July 7, 2011 - Thursday of the Fourteenth Week in Ordinary Time

Today's Readings


Joseph was treated unfairly. He was about 17 when he was sold into slavery by his own brothers. He spent the next 12 years as a slave and in prison. He spent the next 9 years running Egypt’s branch of the IRS. Then his brothers show up, needing his help. How many times did he think, over the course of the years as a slave and the years in prison about that day, about confronting his brothers?

He toyed with his brothers: frightening them, putting them in prison, demanding that they go back to Canaan and bring him Benjamin. Benjamin of course is not only his full brother, rather than his half-brother, but he also would have been too young and was not there when Joseph was sold. If we read into the story, it seems that Joseph’s plan was to keep Benjamin in Egypt and never tell anyone else who he really was.

As we see today though, when he is told that his father has been grieving for him, his father who he had not seen for 22 years, he is no longer able to control himself. He had wept before to see his brothers, but now he was overtaken by uncontrollable sobs. Why? Because he thought that his father had never searched for him, had not cared so much after all. Perhaps he waited those first few years of slavery in hopes that his father would come rescue him. By now he had given up on his father, when suddenly he finds out that his father has, all this time, been grieving for him, had thought him dead.

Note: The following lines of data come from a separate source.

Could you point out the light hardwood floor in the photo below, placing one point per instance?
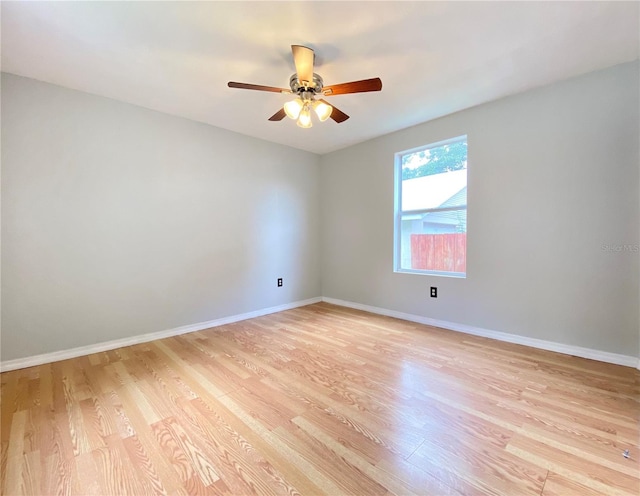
(322, 400)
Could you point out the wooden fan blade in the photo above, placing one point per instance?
(258, 87)
(278, 116)
(303, 60)
(362, 86)
(337, 114)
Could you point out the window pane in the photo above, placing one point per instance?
(432, 230)
(434, 241)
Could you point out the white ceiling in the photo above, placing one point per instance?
(434, 58)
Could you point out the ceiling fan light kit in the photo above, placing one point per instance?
(307, 85)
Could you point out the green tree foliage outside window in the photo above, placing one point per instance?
(436, 160)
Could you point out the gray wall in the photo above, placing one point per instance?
(119, 221)
(553, 180)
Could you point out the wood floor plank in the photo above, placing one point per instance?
(320, 400)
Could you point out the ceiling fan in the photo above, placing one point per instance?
(308, 85)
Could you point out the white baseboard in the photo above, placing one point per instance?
(21, 363)
(601, 356)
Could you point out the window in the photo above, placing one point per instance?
(431, 209)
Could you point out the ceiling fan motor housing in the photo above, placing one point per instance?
(301, 87)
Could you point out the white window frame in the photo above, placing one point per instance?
(398, 212)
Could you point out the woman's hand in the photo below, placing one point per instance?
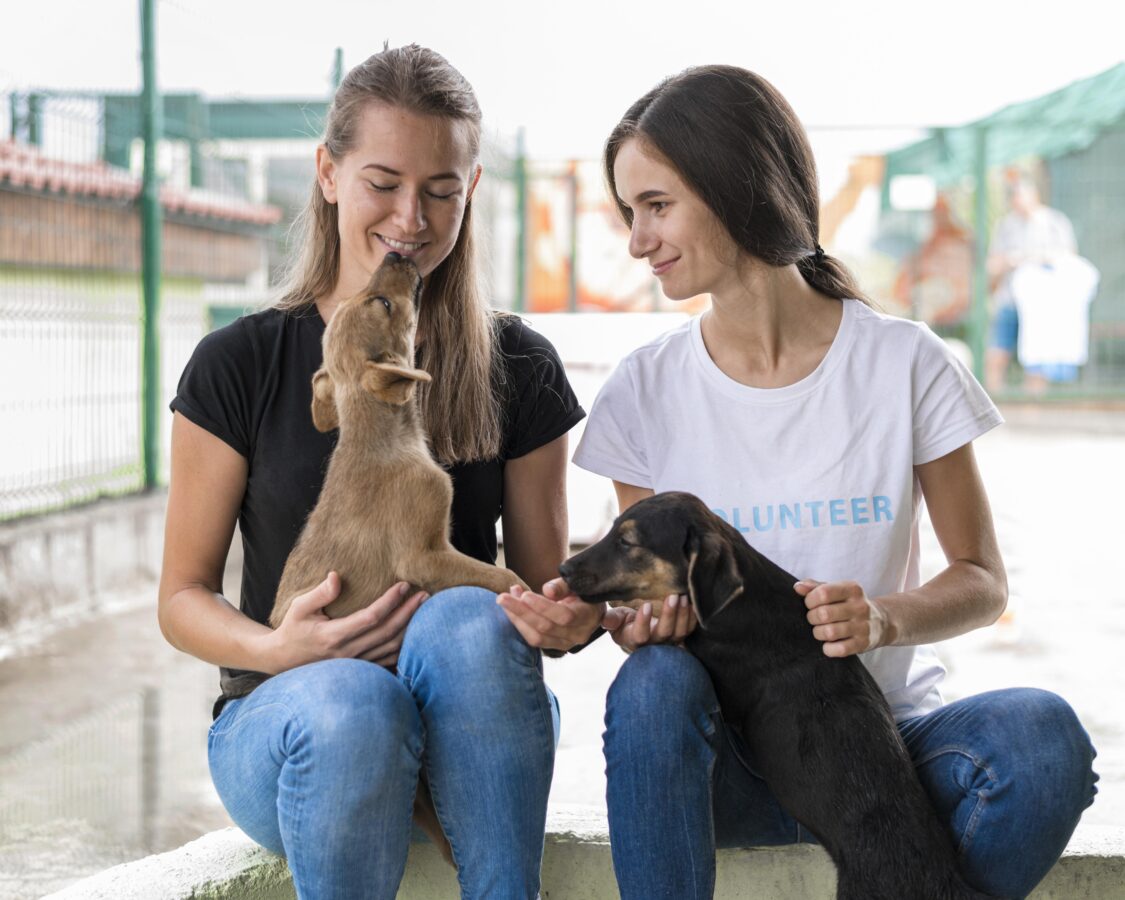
(635, 628)
(556, 620)
(307, 635)
(843, 617)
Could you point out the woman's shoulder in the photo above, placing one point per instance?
(887, 331)
(515, 336)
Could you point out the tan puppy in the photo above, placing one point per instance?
(383, 514)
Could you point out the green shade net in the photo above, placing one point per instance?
(1059, 123)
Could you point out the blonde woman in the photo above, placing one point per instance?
(324, 726)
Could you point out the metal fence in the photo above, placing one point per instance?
(234, 173)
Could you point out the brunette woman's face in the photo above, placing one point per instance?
(684, 242)
(402, 188)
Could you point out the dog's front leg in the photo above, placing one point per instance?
(449, 568)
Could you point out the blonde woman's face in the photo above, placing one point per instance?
(402, 188)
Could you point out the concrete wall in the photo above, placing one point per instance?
(57, 567)
(226, 865)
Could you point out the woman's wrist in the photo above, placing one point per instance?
(269, 653)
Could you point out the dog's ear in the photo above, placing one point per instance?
(324, 402)
(392, 384)
(712, 574)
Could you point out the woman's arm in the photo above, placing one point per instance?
(536, 541)
(970, 593)
(534, 518)
(205, 493)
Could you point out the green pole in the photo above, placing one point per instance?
(151, 224)
(338, 69)
(34, 124)
(521, 224)
(978, 327)
(194, 110)
(573, 185)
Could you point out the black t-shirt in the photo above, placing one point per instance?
(250, 385)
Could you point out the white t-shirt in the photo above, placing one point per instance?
(817, 475)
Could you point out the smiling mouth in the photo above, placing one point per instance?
(405, 248)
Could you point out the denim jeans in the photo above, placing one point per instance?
(321, 763)
(1009, 772)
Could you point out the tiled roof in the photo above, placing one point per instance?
(25, 167)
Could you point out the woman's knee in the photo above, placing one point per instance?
(350, 709)
(465, 627)
(660, 674)
(662, 698)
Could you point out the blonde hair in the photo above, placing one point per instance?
(461, 406)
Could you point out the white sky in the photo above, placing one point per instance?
(566, 71)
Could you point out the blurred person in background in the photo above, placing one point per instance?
(324, 726)
(1032, 235)
(816, 426)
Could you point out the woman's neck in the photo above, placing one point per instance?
(772, 330)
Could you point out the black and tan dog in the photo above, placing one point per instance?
(818, 729)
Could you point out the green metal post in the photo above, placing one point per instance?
(194, 109)
(151, 224)
(573, 186)
(519, 302)
(978, 322)
(34, 119)
(338, 69)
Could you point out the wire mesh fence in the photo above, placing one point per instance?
(236, 172)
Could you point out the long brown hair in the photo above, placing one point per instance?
(460, 407)
(738, 144)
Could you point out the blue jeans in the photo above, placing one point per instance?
(1009, 772)
(321, 763)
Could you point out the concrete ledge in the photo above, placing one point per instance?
(576, 866)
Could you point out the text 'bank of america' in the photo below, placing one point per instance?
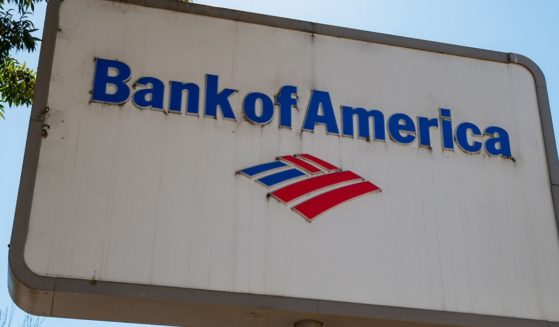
(111, 86)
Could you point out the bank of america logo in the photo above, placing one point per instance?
(289, 178)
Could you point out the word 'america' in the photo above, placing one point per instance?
(111, 85)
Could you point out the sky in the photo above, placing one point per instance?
(530, 28)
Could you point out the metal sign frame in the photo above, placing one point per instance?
(91, 299)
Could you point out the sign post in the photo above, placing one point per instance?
(190, 165)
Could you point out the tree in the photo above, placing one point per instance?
(17, 81)
(7, 318)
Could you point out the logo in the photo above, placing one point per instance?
(289, 178)
(111, 85)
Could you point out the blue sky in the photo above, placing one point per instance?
(530, 28)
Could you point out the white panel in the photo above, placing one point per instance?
(139, 196)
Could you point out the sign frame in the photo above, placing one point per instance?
(100, 300)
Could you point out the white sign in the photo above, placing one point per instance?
(192, 161)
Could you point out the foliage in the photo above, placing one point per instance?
(7, 318)
(16, 34)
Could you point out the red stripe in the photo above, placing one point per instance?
(311, 208)
(326, 165)
(301, 164)
(291, 192)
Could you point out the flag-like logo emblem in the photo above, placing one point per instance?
(291, 177)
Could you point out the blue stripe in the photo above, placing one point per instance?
(251, 171)
(276, 178)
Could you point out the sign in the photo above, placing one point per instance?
(173, 149)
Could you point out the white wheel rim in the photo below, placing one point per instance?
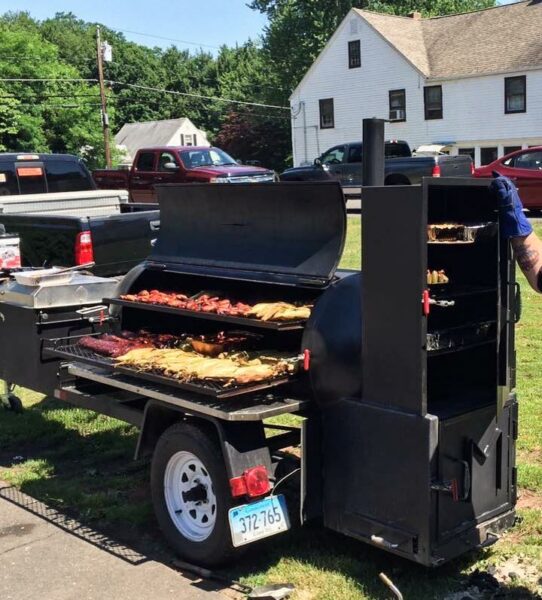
(190, 498)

Joseph had been treated unjustly by his brothers, and, all things considered, he can only be commended for ignoring them rather than having them tortured and executed. Once he had used them to get his little brother Benjamin, he was going to let them go back home with no penalty. But Joseph had treated his father unjustly. Certainly for ten years, perhaps before that time, he had had the power to let his father know that he was okay, but he never did.

He had made an assumption about his father. He was correct in considering the unfairness, the wickedness of his older brothers (although he did not know that even one of them, Rueben, while guilty of some things, had been largely innocent), but he was wrong to include his father in his just anger against his brothers due to his incorrect assumptions.

Joseph is not unique in this aspect. Making quick judgments about people based on faulty assumptions is something we are all guilty of. Based on what seems like enough information, we think we know someone’s motivations or what they ought to have done. Then we make things worse by acting as if our judgments are Gospel truth when they are wrong.

Not every father is an innocent as Jacob, who mourned the death of his son for 22 years, and not every son is as guilty as Joseph, who did not let his father know where he was for those 22 years, but all of us have relationships which have been cut off because, like Joseph, we have made assumptions, or, like Jacob, assumptions have been made about us. Reconciliation can only come about through humility. When all the Jacobs and all the Josephs stop waiting for the other person to come halfway, but, leaving pride entirely aside, they allow for the assumptions and seek forgiveness.